My questions is: What does instance exactly mean, are there other cases than let in which memoization is done automatically?
Describing this behavior as "memoization" is misleading. "Call by need" just means that a given input to a function will be evaluated somewhere between 0 and 1 times, never more than once. (It could be partially evaluated as well, which means the function only needed part of that input.) In contrast, "call by name" is simply expression substitution, which means if you give the expression 2 + 3 as an input to a function, it may be evaluated multiple times if the input is used more than once. Both call by need and call by name are non-strict: if the input is not used, then it is never evaluated. Most programming languages are strict, and use a "call by value" approach, which means that all inputs are evaluated before you begin evaluating the function, whether or not the inputs are used. This all has nothing to do with let expressions.
Haskell does not perform any automatic memoization. Let expressions are not an example of memoization. However, most compilers will evaluate let bindings in a call-by-need-esque fashion. If you model a let expression as a function, then the "call by need" mentality does apply:
let foo = expression one in expression two that uses foo
==>
(\foo -> expression two that uses foo) (expression one)
This doesn't correctly model recursive bindings, but you get the idea.
The haskell language definition does not define when, or how often, code is invoked. Infinite loops are defined in terms of 'the bottom' (written ⊥), which is a value (which exists within all types) that represents an error condition. The compiler is free to make its own decisions regarding when and how often to evaluate things as long as the program (and presence/absence of error conditions, including infinite loops!) behaves according to spec.
That said, the usual way of doing this is that most expressions generate 'thunks' - basically a pointer to some code and some context data. The first time you attempt to examine the result of the expression (ie, pattern match it), the thunk is 'forced'; the pointed-to code is executed, and the thunk overwritten with real data. This in turn can recursively evaluate other thunks.
Of course, doing this all the time is slow, so the compiler usually tries to analyze when you'd end up forcing a thunk right away anyway (ie, when something is 'strict' on the value in question), and if it finds this, it'll skip the whole thunk thing and just call the code right away. If it can't prove this, it can still make this optimization as long as it makes sure that executing the thunk right away can't crash or cause an infinite loop (or it handles these conditions somehow).
If you don't want to have to get very technical about this, the essential point is that when you have an expression like some_expensive_computation of all these arguments, you can do whatever you want with it; store it in a data structure, create a list of 53 copies of it, pass it to 6 other functions, etc, and then even return it to your caller for the caller to do whatever it wants with it.

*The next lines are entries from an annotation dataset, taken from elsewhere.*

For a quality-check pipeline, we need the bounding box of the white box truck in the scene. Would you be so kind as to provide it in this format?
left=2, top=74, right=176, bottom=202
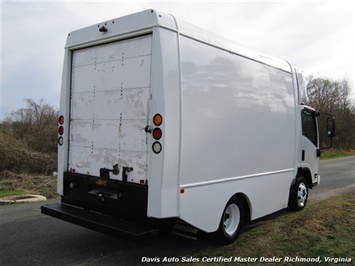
left=41, top=10, right=334, bottom=244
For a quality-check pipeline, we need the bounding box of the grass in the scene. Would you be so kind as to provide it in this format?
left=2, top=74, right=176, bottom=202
left=0, top=171, right=58, bottom=199
left=0, top=188, right=27, bottom=198
left=185, top=189, right=355, bottom=265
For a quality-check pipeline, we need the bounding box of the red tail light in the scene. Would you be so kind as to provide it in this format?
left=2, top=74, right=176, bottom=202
left=153, top=127, right=163, bottom=140
left=152, top=114, right=163, bottom=154
left=58, top=115, right=64, bottom=146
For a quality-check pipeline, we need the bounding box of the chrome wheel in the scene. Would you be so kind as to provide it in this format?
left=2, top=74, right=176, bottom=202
left=223, top=203, right=240, bottom=236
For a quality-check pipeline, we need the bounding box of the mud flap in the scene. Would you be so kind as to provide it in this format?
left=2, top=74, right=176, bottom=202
left=41, top=203, right=158, bottom=238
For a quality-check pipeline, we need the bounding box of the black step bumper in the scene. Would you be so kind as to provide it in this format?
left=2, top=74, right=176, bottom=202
left=41, top=203, right=158, bottom=238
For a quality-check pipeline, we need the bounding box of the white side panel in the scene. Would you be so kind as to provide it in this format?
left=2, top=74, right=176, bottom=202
left=180, top=169, right=294, bottom=232
left=69, top=35, right=152, bottom=183
left=148, top=28, right=181, bottom=218
left=180, top=37, right=296, bottom=230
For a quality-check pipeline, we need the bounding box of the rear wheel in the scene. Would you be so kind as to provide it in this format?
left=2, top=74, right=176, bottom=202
left=288, top=176, right=308, bottom=211
left=215, top=197, right=245, bottom=245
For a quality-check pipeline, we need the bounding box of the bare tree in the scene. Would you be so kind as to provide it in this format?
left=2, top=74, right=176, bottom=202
left=307, top=77, right=355, bottom=150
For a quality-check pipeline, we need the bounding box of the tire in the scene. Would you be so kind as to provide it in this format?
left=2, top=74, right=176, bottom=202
left=215, top=197, right=245, bottom=245
left=288, top=176, right=308, bottom=211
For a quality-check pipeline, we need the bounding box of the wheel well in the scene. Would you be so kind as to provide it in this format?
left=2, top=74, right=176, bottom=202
left=233, top=193, right=251, bottom=223
left=298, top=168, right=313, bottom=188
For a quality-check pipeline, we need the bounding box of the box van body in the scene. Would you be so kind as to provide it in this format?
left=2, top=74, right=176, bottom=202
left=42, top=10, right=328, bottom=243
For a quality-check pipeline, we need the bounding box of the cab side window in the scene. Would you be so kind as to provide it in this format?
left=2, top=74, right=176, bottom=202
left=302, top=109, right=317, bottom=146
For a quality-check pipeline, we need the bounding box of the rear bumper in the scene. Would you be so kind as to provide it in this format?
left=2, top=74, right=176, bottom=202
left=41, top=203, right=158, bottom=238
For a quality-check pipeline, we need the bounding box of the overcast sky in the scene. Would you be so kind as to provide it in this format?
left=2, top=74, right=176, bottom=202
left=0, top=0, right=355, bottom=121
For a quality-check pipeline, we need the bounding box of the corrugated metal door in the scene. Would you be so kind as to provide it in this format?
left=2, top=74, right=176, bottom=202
left=69, top=35, right=152, bottom=183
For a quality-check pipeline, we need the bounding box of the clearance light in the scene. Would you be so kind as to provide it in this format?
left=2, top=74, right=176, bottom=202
left=58, top=115, right=64, bottom=125
left=153, top=114, right=163, bottom=127
left=153, top=127, right=163, bottom=140
left=58, top=126, right=64, bottom=135
left=152, top=141, right=161, bottom=154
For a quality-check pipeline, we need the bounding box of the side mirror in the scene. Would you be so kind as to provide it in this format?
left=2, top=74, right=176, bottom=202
left=327, top=116, right=335, bottom=138
left=320, top=113, right=335, bottom=150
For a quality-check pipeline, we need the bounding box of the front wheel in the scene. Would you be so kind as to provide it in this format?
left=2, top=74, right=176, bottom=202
left=215, top=197, right=245, bottom=245
left=288, top=176, right=308, bottom=211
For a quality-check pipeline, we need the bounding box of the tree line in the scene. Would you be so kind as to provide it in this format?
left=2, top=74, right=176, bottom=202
left=0, top=76, right=355, bottom=168
left=307, top=76, right=355, bottom=151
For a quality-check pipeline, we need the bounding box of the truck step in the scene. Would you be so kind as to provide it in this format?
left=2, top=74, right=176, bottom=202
left=41, top=203, right=158, bottom=238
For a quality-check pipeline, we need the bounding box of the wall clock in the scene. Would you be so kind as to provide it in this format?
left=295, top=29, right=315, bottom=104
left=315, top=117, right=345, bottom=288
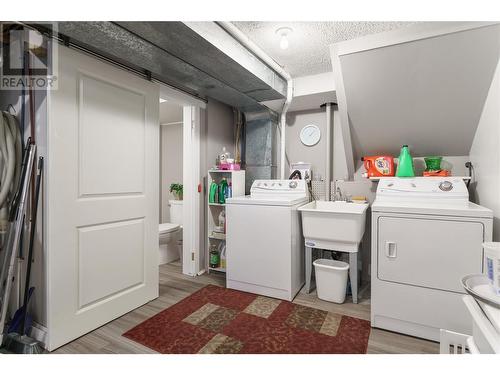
left=300, top=124, right=321, bottom=146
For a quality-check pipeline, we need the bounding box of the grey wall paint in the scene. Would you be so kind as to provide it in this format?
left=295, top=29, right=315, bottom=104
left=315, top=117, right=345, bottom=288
left=470, top=58, right=500, bottom=241
left=286, top=107, right=347, bottom=180
left=160, top=102, right=182, bottom=124
left=286, top=108, right=326, bottom=179
left=341, top=26, right=500, bottom=159
left=160, top=123, right=183, bottom=223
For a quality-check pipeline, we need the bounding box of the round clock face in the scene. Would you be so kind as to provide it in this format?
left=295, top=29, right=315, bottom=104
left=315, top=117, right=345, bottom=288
left=300, top=124, right=321, bottom=146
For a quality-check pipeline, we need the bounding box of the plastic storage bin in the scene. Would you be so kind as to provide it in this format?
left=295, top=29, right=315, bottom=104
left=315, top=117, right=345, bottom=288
left=313, top=259, right=349, bottom=303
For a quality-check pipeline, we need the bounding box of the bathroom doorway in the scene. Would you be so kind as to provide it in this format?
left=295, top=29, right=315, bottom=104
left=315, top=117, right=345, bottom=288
left=158, top=86, right=205, bottom=276
left=159, top=98, right=184, bottom=265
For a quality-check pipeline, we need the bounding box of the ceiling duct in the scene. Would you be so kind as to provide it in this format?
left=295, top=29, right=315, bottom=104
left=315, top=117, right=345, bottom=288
left=51, top=22, right=286, bottom=110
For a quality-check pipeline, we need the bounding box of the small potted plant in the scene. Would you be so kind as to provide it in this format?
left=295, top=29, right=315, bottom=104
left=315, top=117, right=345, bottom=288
left=170, top=182, right=182, bottom=201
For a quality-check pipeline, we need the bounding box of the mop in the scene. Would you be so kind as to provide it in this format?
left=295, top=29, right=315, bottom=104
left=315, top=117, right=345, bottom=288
left=5, top=157, right=43, bottom=354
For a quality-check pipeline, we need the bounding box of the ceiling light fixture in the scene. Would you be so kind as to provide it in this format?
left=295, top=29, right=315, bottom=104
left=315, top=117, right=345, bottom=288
left=276, top=27, right=293, bottom=49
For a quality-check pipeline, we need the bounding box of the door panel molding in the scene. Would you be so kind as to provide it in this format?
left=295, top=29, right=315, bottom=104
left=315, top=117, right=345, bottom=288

What Haskell will (mostly) do is evaluate it at most once; if it the program ever needs to know something about what that expression returned in order to make a decision, then it will be evaluated (at least enough to know which way the decision should go). That evaluation will affect all the other references to the same expression, even if they are now scattered around in data structures and other not-yet-evaluated expressions all throughout your program.